Holly: Looking back, I realize I was not very welcoming to Lexi, who had come all the way across the country by herself to live for six weeks with her dad and me. That's incredibly tough for an 8-year-old. Bruce helped me see that my reaction stemmed from my insecurity about whether Joe really loved me. Bruce told Joe that Lexi would benefit if he made our marriage his number one priority.
Joe: I made shifts in that direction. For instance, it used to enrage Holly that I'd sit with Lexi until she fell asleep -- often long after Holly went to bed herself. Bruce suggested a family meeting, and it was great because Lexi herself came up with the solution. She suggested she start her bedtime routine earlier so Holly would still be up when she fell asleep.

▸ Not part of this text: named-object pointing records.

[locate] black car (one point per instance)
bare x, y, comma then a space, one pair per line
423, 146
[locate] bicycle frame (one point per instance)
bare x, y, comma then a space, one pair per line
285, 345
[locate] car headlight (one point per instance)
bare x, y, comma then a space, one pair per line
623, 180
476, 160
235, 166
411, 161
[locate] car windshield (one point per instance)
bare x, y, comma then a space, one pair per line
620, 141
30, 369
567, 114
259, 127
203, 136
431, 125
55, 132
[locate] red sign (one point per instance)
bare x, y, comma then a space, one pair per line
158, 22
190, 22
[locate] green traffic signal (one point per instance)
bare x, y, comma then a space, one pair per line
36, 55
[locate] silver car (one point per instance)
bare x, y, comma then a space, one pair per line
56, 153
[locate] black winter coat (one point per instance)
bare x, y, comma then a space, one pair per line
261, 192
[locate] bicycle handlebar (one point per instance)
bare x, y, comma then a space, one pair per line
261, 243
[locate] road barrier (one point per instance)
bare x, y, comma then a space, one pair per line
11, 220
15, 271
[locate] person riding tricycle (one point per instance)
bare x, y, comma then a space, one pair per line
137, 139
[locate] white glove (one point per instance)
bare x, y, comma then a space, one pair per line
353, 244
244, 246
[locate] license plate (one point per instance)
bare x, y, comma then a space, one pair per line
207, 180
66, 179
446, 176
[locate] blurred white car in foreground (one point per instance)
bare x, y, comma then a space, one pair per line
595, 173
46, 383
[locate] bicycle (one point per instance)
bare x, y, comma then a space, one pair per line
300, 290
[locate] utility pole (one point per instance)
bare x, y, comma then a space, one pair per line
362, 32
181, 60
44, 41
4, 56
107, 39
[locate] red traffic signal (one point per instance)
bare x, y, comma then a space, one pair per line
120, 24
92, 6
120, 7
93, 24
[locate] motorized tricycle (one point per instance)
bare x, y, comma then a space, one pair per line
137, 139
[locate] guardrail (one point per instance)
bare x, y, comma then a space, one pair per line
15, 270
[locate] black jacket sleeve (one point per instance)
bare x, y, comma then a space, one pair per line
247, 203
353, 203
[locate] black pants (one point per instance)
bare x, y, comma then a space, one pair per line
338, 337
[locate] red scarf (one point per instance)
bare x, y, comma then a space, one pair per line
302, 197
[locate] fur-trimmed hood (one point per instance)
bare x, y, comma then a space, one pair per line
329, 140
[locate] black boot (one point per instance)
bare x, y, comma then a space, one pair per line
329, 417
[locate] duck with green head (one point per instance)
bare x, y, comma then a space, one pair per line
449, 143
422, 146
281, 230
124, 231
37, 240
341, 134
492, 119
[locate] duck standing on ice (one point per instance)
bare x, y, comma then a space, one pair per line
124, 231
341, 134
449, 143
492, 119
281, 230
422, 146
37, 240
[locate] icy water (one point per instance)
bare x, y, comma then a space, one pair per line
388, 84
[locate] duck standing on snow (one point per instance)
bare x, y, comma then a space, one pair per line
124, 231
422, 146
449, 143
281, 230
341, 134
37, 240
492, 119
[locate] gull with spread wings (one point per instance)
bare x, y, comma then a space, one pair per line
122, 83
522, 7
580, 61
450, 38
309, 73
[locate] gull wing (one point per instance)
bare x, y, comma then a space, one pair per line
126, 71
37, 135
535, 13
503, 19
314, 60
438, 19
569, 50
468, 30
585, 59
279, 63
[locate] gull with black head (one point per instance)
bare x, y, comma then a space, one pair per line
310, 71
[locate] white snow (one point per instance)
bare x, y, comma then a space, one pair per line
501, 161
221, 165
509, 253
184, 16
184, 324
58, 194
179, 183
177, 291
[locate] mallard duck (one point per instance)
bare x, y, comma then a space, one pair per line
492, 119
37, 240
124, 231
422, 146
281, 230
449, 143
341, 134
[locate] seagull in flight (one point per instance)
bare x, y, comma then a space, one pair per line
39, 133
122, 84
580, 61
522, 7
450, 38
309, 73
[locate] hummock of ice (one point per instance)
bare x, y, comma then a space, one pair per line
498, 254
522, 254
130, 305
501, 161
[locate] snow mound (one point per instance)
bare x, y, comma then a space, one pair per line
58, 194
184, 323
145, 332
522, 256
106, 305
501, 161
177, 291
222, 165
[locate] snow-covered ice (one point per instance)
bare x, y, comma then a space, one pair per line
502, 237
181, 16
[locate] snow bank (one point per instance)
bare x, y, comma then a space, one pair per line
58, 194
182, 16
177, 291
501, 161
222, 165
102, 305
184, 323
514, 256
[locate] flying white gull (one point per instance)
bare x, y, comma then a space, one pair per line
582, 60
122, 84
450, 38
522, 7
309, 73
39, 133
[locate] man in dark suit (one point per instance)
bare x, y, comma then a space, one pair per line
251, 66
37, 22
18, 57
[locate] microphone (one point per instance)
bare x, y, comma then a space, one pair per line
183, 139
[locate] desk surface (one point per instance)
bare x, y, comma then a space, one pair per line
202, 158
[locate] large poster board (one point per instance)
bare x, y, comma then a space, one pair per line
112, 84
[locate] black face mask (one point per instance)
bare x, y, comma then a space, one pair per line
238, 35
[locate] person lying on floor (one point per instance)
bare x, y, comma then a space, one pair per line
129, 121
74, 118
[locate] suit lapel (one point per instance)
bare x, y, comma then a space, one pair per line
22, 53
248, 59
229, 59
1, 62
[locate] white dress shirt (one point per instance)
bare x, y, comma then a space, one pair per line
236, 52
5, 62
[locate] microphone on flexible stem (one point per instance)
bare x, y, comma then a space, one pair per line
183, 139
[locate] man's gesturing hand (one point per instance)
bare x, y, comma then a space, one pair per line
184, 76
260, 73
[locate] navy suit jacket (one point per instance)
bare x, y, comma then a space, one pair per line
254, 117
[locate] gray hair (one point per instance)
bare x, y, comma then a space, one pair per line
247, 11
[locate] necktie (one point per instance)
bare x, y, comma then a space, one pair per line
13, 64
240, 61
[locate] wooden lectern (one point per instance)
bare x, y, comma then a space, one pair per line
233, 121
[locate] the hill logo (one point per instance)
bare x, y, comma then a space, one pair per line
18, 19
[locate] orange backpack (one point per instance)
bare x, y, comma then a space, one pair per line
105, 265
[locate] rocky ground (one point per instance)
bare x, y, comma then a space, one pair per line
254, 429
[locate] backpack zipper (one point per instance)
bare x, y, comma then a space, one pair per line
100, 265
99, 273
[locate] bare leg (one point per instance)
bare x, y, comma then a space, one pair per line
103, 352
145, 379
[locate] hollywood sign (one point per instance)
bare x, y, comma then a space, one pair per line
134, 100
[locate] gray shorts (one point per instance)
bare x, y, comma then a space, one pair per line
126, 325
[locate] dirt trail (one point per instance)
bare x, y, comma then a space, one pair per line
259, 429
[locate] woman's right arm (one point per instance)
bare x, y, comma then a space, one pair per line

Holly: One helpful technique was the "behavior change request," in which you ask for things you would like from your partner. I told Joe I wanted a weekly date with him, and he agreed.
Joe: Imago techniques also helped us come up with a solution to my ex-wife's inopportune phone calls. Now I'll say, "This isn't a good time. I'll call you tomorrow."
Holly: Lexi is 16 now and we get along great! She's a terrific big sister.
Joe: I love being a dad to all three kids. And Holly and I are more truly in love because we're doing the necessary work.